Certes pas un coup de coeur, mais une lecture agréable et intéressante, je ne
regrette pas la découverte de ce grand classique, ça me donne encore plus envie
de découvrir l'auteur et ses oeuvres.
Le livre s'ouvre sur le peintre
lui-même, Basil Hallward, qui termine de peindre ce qu'il dit
être l'oeuvre de sa vie. Fasciné par le modèle lui-même, Basil
parle de ce fameux Dorian Gray à son ami Lord
Henry, ainsi de ce que représente pour lui cette muse si exceptionnelle
qui a capté son regard dès le début. Devant tant d'enthousiasme, Lord
Henry se retrouve frappé par la curiosité et se retrouve bien vite
intéressé par ce jeune homme d'une beauté rare et extraordinaire, semblant être
à l'apogée de la jeunesse de Dorian. Et alors que
Basil continue de peindre Dorian, Lord
Henry attire l'attention du jouvenceau naïf en lui parlant de sa beauté
exceptionnelle et que de ce fait, tout lui appartient car il possède la jeunesse
et la beauté, mais qu'il doit chérir ce temps tant qu'il en est encore temps car
la jeunesse est chose éphémère. Il conseille donc à Dorian de
profiter de sa jeunesse le temps qu'elle dure, avant qu'il ne vieillisse et que
sa beauté ne se fane avec le temps et que, par conséquent,
Dorian perdra tout. Frappé par ces paroles,
Dorian prend en considérations les dires de Lord
Henry, préoccupé, désespéré par cette nouvelle réalité qui le frappe
soudain à la figure. Pris de panique, une partie de sa naïveté s'en est allé
avec le discours d'Harry/Henry, il prend
conscience de sa jeunesse et sa beauté, deux choses qui l'ont béni et soudain la
peur de les perdre le désespére profondément. Lorsqu'il voit enfin le chef
d'oeuvre de Basil terminé, il émet le souhait de rester jeune à
jamais, comme l'est son portrait. Si seulement, se dit-il, il pouvait rester
jeune et beau tandis que le Dorian du tableau vieillira à sa
place, inversant ainsi les rôles : le modèle restera jeune et le portrait subira
les dommages du temps et de la vieillesse.
L'écriture de Oscar
Wilde est vraiment un délice, et la traduction était simple, je n'ai eu
aucun problème de vocabulaire. On retrouve dans cette oeuvre nombre de citations
devenues célèbres de l'auteur (comme le 'Le meilleur moyen de résister à la
tentation est d'y succomber'), mais il y a aussi panoplie de réflexions qui
prêtent à réfléchir, rien que sur les femmes via les paroles de Lord
Henry qui reste quand même un personnage assez intéressant et
inoubliable : les propos sur les femmes sont certes un peu misogyne mais parfois
débordants d'une étonnante vérité. Il y a aussi cette description de la société
anglaise du XIXe siècle assez moqueuse et ironique, l'auteur nous peint d'une
façon plaisante et intéressante la société dans laquelle il a vécu, avec ses
codes et ses règles... et ses gens qui passent leur temps à les enfreindre
joyeusement et à suivre la mode, comme Lord Henry et son épouse
: ils ont beau être mariés, ils vivent leur vie séparément.
Ce livre est
aussi un vrai questionnement sur l'importance de la beauté et de la jeunesse,
jusqu'à quel point une personne est prête pour retarder sa vieillesse, pour
rester jeune et belle le plus longtemps possible, un problème qui reste encore
d'actualité. Ici, Dorian fait le voeu de rester jeune et beau
tandis que son portrait vieillira à sa place et son souhait se réalise. Et alors
que même à 30 ou 40 ans, Dorian reste jeune, ses amis
vieillissent, prennent des rides mais son âme devient vieille, laide et noire.

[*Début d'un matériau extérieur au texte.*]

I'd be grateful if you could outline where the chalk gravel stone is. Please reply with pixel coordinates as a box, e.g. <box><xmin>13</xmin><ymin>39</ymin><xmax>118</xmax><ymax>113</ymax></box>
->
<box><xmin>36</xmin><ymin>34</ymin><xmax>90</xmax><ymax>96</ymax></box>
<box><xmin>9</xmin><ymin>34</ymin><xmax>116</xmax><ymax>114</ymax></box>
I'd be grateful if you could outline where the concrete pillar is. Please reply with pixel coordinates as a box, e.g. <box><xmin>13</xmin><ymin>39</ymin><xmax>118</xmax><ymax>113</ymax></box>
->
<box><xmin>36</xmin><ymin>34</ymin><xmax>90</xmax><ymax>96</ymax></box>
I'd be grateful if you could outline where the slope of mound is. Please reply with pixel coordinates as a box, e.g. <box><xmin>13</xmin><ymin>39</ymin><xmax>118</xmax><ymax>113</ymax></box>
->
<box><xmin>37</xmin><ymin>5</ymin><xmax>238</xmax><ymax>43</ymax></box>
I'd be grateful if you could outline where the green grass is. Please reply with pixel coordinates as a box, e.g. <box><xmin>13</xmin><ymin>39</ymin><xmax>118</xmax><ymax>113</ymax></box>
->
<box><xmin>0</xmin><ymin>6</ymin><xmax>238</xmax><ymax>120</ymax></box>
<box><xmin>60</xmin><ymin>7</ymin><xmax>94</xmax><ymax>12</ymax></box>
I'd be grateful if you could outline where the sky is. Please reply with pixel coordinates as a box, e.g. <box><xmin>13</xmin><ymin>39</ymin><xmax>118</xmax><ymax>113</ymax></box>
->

C'est après une histoire d'amour ayant mal finie que Dorian se
rend compte que les conséquences de ses actes se reflètent sur son portrait qui
s'enlaidit à chaque fois que Dorian commet un acte
irréparrable. La question est jusqu'où il serait capable d'aller sans devoir
répondre de ses actes, il a ce refus de vieillir et il est prêt à n'importe quoi
pour garder son enveloppe jeune et belle à jamais. Souhaiterons-nous aussi de
rester jeune et beau, du moment qu'un portrait de nous vieillira à notre place ?
Combien seraient prêts à vendre leur âme pour l'éternelle jeunesse ? Comme
Faust, pourrions-nous nous condamner nous-même en échange de la
satisfaction de nos désirs ? On a donc beaucoup de réflexions, sur l'éternelle
jeunesse et beauté, sur la société anglaise et même sur l'art, beaucoup de
paragraphes consacrés à l'art, ce qui a changé ma façon de percevoir l'art.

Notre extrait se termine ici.